Late last week, Mr Abdi's family in Germany heard through informal channels that their father was alive and that he had been detained for nearly 40 days at the State Security building in Damascus. Much of this time was spent in solitary confinement and it became clear that he had recently been transferred to Adra prison where he has been interrogated about emails he wrote regarding the human rights situation in Syria. According to sources, he is set to make a court appearance.
The fact that both the German and Syrian authorities have failed to confirm this information to the family, and that Ismail Abdi could face a sentence of up to 10 years leaves his family in anguish awaiting news and confirmation. "My two sisters, aged 7 and 9, are really suffering since they saw their father taken away right before their eyes," Abdi's daughter, Fara, stated.
Ismail Abdi is a member of the board of trustees of the Committees for the defense of democracy freedoms and human rights in Syria (CDDFHRS) and has published numerous articles about the human rights situation in Syria. Recently, in February 2010, his organisation published a list of some 600 names of people tortured and killed in Syrian prisons between 2008 and 2010.[1]

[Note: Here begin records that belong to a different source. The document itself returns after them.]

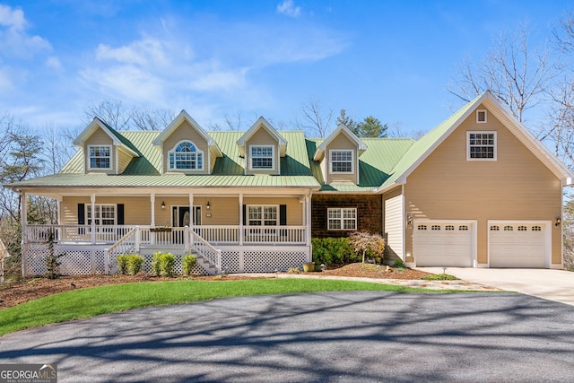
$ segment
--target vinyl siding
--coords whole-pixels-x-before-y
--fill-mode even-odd
[[[483,105],[478,109],[486,109]],[[466,161],[466,132],[496,131],[497,161]],[[488,262],[490,220],[553,220],[561,214],[561,182],[494,116],[471,113],[407,178],[405,211],[414,218],[477,220],[477,260]],[[561,227],[552,225],[552,263],[561,262]],[[413,252],[413,229],[406,231]]]
[[[390,258],[395,257],[404,260],[403,254],[403,196],[398,187],[383,196],[385,206],[385,234],[387,248]]]

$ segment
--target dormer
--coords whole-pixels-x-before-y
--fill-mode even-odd
[[[121,174],[140,153],[126,137],[97,117],[74,140],[84,153],[87,173]]]
[[[367,145],[344,124],[319,144],[313,160],[320,163],[325,183],[359,185],[359,157]]]
[[[285,157],[287,141],[260,117],[237,142],[244,158],[245,174],[281,174],[281,157]]]
[[[223,154],[215,141],[182,110],[153,140],[161,152],[161,173],[211,174]]]

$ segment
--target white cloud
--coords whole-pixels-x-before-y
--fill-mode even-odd
[[[50,43],[26,32],[28,22],[20,8],[0,4],[0,51],[4,57],[30,58],[38,52],[50,50]]]
[[[293,0],[284,0],[277,4],[277,13],[290,17],[298,17],[300,14],[301,8],[295,6]]]

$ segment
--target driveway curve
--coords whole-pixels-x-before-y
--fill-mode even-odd
[[[574,381],[572,307],[517,293],[322,292],[152,307],[0,337],[59,382]]]

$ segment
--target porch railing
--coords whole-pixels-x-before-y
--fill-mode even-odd
[[[92,234],[90,225],[28,225],[25,239],[28,243],[42,243],[49,240],[67,244],[116,243],[126,236],[135,225],[96,226]],[[215,245],[239,244],[239,225],[197,225],[193,231],[205,241]],[[244,226],[243,244],[257,245],[305,245],[305,226]],[[161,246],[182,246],[185,228],[153,228],[139,226],[139,243]]]

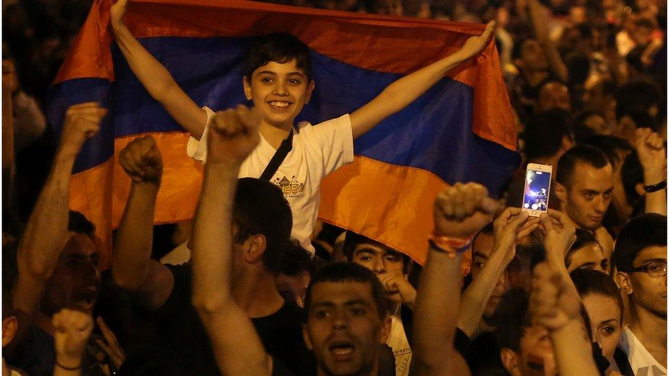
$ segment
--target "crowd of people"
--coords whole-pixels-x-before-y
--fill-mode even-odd
[[[58,137],[47,88],[90,1],[3,3],[3,375],[667,373],[666,3],[653,0],[291,0],[287,5],[485,23],[459,51],[350,114],[294,123],[308,48],[256,38],[253,105],[200,107],[112,5],[110,27],[149,94],[191,136],[204,178],[195,218],[154,225],[163,163],[151,136],[110,269],[70,177],[108,110],[71,107]],[[421,266],[317,220],[319,186],[353,140],[495,38],[522,164],[499,196],[435,197]],[[552,166],[538,216],[529,163]],[[297,197],[277,171],[310,182]],[[287,173],[284,175],[288,175]]]

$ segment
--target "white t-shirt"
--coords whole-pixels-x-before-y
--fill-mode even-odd
[[[667,374],[667,368],[655,360],[627,325],[622,330],[620,347],[627,355],[635,376],[664,376]]]
[[[207,158],[207,134],[214,112],[205,107],[207,125],[199,141],[191,137],[186,152],[203,163]],[[348,114],[312,125],[299,123],[293,129],[293,150],[270,181],[281,188],[293,212],[291,236],[312,254],[310,237],[316,224],[320,202],[321,180],[339,167],[353,162],[353,130]],[[258,147],[246,158],[239,177],[260,177],[276,149],[260,136]]]
[[[393,349],[393,353],[395,355],[395,375],[406,376],[409,375],[409,368],[411,364],[411,347],[409,345],[402,320],[396,316],[391,316],[391,318],[392,324],[391,324],[390,335],[388,336],[386,344]]]

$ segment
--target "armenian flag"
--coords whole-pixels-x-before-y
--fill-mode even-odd
[[[110,109],[84,145],[71,181],[70,205],[95,223],[111,258],[130,180],[117,153],[153,136],[163,158],[155,223],[193,218],[202,166],[186,155],[188,134],[151,99],[114,42],[112,0],[95,0],[47,95],[47,117],[62,126],[73,104]],[[291,33],[310,48],[316,82],[297,121],[350,113],[387,85],[457,51],[478,24],[326,11],[241,0],[132,0],[125,23],[199,105],[246,103],[242,86],[251,37]],[[437,193],[478,181],[498,193],[518,166],[516,131],[494,41],[403,111],[355,140],[355,162],[321,186],[319,216],[425,260]]]

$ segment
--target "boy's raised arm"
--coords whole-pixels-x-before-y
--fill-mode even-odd
[[[488,23],[483,34],[467,39],[455,53],[393,82],[371,102],[351,114],[353,138],[360,137],[388,116],[402,111],[452,68],[481,52],[487,45],[494,29],[494,21]]]
[[[165,67],[151,56],[123,23],[128,1],[119,0],[111,8],[112,28],[119,48],[149,94],[180,125],[199,140],[207,123],[206,112],[179,87]]]
[[[193,305],[219,369],[233,376],[271,373],[270,357],[232,294],[234,192],[239,166],[260,141],[259,123],[258,114],[242,105],[217,116],[193,229]]]

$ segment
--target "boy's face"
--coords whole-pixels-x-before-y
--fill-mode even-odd
[[[263,120],[286,129],[308,103],[314,83],[297,68],[295,60],[284,63],[270,62],[244,77],[246,99],[260,109]]]
[[[319,368],[327,375],[369,374],[390,329],[389,318],[378,316],[372,285],[319,282],[311,297],[303,333]]]

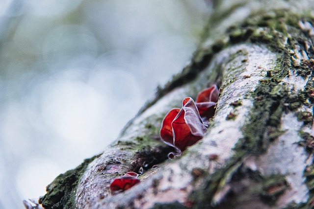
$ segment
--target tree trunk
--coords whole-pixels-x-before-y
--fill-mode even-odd
[[[314,0],[212,4],[191,62],[103,153],[49,185],[40,199],[44,207],[314,206]],[[159,137],[163,118],[212,84],[220,94],[206,134],[181,157],[168,159],[172,148]],[[114,179],[141,167],[140,184],[111,194]]]

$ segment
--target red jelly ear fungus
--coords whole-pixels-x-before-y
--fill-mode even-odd
[[[170,155],[181,155],[187,147],[203,138],[206,132],[194,100],[186,97],[182,103],[182,108],[171,110],[161,125],[161,139],[176,150],[176,153]]]
[[[219,91],[215,85],[203,90],[198,93],[196,104],[202,118],[208,119],[214,116],[214,107],[218,101],[219,94]]]
[[[115,179],[110,185],[111,193],[114,194],[120,191],[129,189],[140,182],[137,177],[138,174],[133,172],[126,173],[122,177]]]

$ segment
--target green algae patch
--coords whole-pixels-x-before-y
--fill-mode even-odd
[[[262,199],[270,205],[275,204],[279,197],[289,187],[285,176],[279,174],[272,175],[263,179],[262,185]]]
[[[298,134],[302,139],[301,141],[299,141],[298,144],[304,147],[308,153],[312,153],[314,151],[314,137],[302,130],[300,130]]]
[[[307,165],[304,169],[304,176],[306,178],[305,184],[309,189],[310,197],[306,203],[306,208],[314,207],[314,166]]]
[[[85,159],[76,168],[58,176],[46,187],[47,193],[39,200],[39,203],[47,209],[72,209],[76,188],[81,176],[88,164],[100,155]]]

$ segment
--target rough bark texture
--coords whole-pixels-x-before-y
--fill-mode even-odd
[[[225,0],[213,7],[190,63],[103,154],[50,185],[40,200],[45,208],[314,206],[314,0]],[[213,83],[220,95],[206,136],[167,159],[171,148],[159,138],[163,117]],[[144,163],[140,184],[110,194],[115,178]]]

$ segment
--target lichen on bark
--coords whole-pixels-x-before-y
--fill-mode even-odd
[[[263,208],[312,206],[314,190],[313,175],[309,171],[311,167],[300,162],[304,165],[309,195],[298,199],[288,196],[297,185],[291,183],[292,174],[282,167],[279,169],[281,173],[275,172],[276,162],[266,166],[263,159],[276,159],[273,155],[276,149],[296,148],[300,155],[305,149],[309,151],[307,145],[300,149],[293,146],[297,143],[284,138],[293,134],[285,128],[288,121],[293,121],[301,130],[309,128],[313,118],[309,110],[314,101],[311,94],[314,95],[314,34],[309,24],[313,25],[314,21],[306,9],[297,14],[274,5],[275,9],[258,11],[257,5],[262,1],[252,1],[254,5],[238,1],[225,11],[237,12],[251,6],[250,14],[223,30],[223,25],[209,21],[205,30],[212,26],[212,31],[219,34],[212,38],[212,31],[205,31],[203,43],[182,73],[158,90],[104,154],[82,169],[86,171],[80,177],[76,207],[223,209],[230,205],[245,208],[254,204]],[[218,7],[222,6],[215,3]],[[224,18],[216,19],[219,22]],[[208,35],[209,38],[206,37]],[[300,80],[300,86],[295,86],[293,79],[300,76],[303,80]],[[207,135],[180,159],[170,162],[163,158],[162,154],[165,156],[170,151],[158,141],[163,116],[173,106],[180,105],[183,97],[195,96],[198,91],[213,82],[220,86],[220,96]],[[296,115],[299,116],[298,121]],[[311,138],[309,133],[302,134],[307,139]],[[304,141],[299,144],[309,143]],[[279,142],[288,144],[281,147]],[[142,183],[131,191],[111,196],[108,188],[111,180],[123,173],[136,172],[150,155],[157,159],[156,163],[160,163],[160,168],[144,173],[140,177]],[[269,170],[263,170],[266,168]],[[299,182],[302,176],[299,170],[297,173]],[[77,187],[72,188],[74,192],[75,192]],[[52,201],[50,191],[45,198],[46,201]],[[301,191],[302,195],[306,191]],[[68,201],[73,204],[73,196]]]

Ismail Abdi's arrest comes in the context of a number of other arrests and disappearances of human rights activists - such as Abdul Hafez Abdulrahman, disappeared on 2 March 2010 and Mr Haitham Al-Maleh, disappeared on 14 October 2009. Alkarama fears that such patterns of disappearance, unfair trials and harassment are aimed at repressing the groups working to defend the human rights of all Syrians.
Alkarama will submit the case of Ismail Abdi to the United Nations Working Group on Arbitrary Detention, requesting that the working group intervene with the Syrian authorities.